Simply stated, a FHA loan is a mortgage insured by the Federal Housing Administration, a government agency within the U.S. Department of Housing and Urban Development. Borrowers with FHA loans pay for mortgage insurance, which protects the lender from a loss if the borrower defaults on the loan. Because of that insurance, lenders can – and do – offer FHJA loans at attractive interest rates and with less stringent and more flexible qualification requirements.
Some Facts all buyers should know about FHA Loans.
1) Less-than-perfect credit is ok – The FHA doesn’t mandate a minimum credit score, instead each borrowers creditworthiness is considered in context. Some leeway is allowed, even for borrowers who’ve filed for bankruptcy.
2) Minimum down payment is 3.5 percent – That is a fraction of the percentage typically required on most other loans. Borrowers can use their own savings to make the down payment, but other allowed sources of cash include a gift from a family member, or a grant from a state or local government down payment assistance program.
3) Closing costs may be covered – The FHA allows home sellers, builders, and lenders to pay some of the borrower’s closing costs, such as appraisal, credit report, or title expenses. Lenders may charge a higher interest rate on the loan if they agree to pay closing costs.

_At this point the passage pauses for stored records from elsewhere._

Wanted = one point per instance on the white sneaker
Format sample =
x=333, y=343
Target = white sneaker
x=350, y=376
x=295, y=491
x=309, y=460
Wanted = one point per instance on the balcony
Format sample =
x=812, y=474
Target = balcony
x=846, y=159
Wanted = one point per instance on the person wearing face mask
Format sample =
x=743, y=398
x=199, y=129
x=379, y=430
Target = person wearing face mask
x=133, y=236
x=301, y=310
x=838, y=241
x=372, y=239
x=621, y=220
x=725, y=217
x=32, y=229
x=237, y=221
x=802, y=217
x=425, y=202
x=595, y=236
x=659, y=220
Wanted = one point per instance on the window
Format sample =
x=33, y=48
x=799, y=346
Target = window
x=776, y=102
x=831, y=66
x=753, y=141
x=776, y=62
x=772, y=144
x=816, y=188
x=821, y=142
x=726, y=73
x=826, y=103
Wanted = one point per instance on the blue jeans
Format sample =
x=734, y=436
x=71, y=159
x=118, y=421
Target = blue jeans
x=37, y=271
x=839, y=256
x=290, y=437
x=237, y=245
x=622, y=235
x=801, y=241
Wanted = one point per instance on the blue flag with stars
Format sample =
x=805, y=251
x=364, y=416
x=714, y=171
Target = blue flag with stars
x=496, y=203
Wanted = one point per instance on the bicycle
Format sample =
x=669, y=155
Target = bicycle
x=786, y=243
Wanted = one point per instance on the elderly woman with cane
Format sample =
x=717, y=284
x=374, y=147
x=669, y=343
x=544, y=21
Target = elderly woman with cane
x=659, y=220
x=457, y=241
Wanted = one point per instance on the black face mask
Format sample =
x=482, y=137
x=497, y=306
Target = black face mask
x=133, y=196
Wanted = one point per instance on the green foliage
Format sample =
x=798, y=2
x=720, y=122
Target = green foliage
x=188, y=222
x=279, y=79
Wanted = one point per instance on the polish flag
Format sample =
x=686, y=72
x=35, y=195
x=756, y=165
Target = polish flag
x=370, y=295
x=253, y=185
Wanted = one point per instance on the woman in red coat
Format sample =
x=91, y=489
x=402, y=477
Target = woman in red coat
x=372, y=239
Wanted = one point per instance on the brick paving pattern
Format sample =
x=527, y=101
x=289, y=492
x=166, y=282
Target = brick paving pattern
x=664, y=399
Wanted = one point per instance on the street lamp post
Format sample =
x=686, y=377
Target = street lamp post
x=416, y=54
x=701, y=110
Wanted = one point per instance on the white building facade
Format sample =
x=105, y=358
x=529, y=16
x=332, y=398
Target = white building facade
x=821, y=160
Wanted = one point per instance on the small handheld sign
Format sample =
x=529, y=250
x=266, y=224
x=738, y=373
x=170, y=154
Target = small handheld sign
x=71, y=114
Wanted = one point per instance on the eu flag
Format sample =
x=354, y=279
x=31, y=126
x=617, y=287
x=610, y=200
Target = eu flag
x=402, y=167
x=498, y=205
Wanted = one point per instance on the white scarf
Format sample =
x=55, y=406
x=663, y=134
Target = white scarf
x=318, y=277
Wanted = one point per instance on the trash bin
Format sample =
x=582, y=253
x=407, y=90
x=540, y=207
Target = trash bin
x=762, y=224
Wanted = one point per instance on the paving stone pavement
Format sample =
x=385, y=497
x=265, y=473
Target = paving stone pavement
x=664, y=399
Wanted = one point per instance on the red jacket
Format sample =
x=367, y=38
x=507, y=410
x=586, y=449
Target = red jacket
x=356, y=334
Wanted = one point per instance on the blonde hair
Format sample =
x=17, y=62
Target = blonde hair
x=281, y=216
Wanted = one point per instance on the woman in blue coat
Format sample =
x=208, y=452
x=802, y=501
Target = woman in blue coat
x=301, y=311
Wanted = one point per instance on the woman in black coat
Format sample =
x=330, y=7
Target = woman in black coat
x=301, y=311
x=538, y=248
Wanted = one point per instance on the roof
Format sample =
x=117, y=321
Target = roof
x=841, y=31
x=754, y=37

4) Lenders must be FHA-approved. Because the FHA is not a lender, but rather an insurance fund, borrowers need to get their loan through an FHA-approved lender. Not all FHA-approved lenders offers the same interest rate and costs – even on the same FHA loan. Borrowers should shop around for their lender.
5) Mortgage insurance is a must – Two mortgage insurance premiums are required on all FHA loans. The upfront premium is 2.25 percent of the loan amount, and the annual premium is 0.55 percent of the loan amount. The upfront premium can be financed as part of the loan amount. The annual premium is wrapped into each months mortgage payment.
6) Extra cash is available for repairs – The FHA has a special loan product for borrowers who need extra cash to make repairs to their homes. This 203(k) loan is based on the projected value of the home after the repairs are completed instead of the appraised value at time of sale. Up to $35,000 is available to borrowers to finance non-structural repairs.
7) Financial hardship relief is allowed – FHA insurance isn’t intended to be an easy out for borrowers who feel unhappy about their mortgage payments. Loan servicers can offer some relief to borrowers who have an FHA-insured loan and have suffered a serious financial hardship and are struggling to make their payments.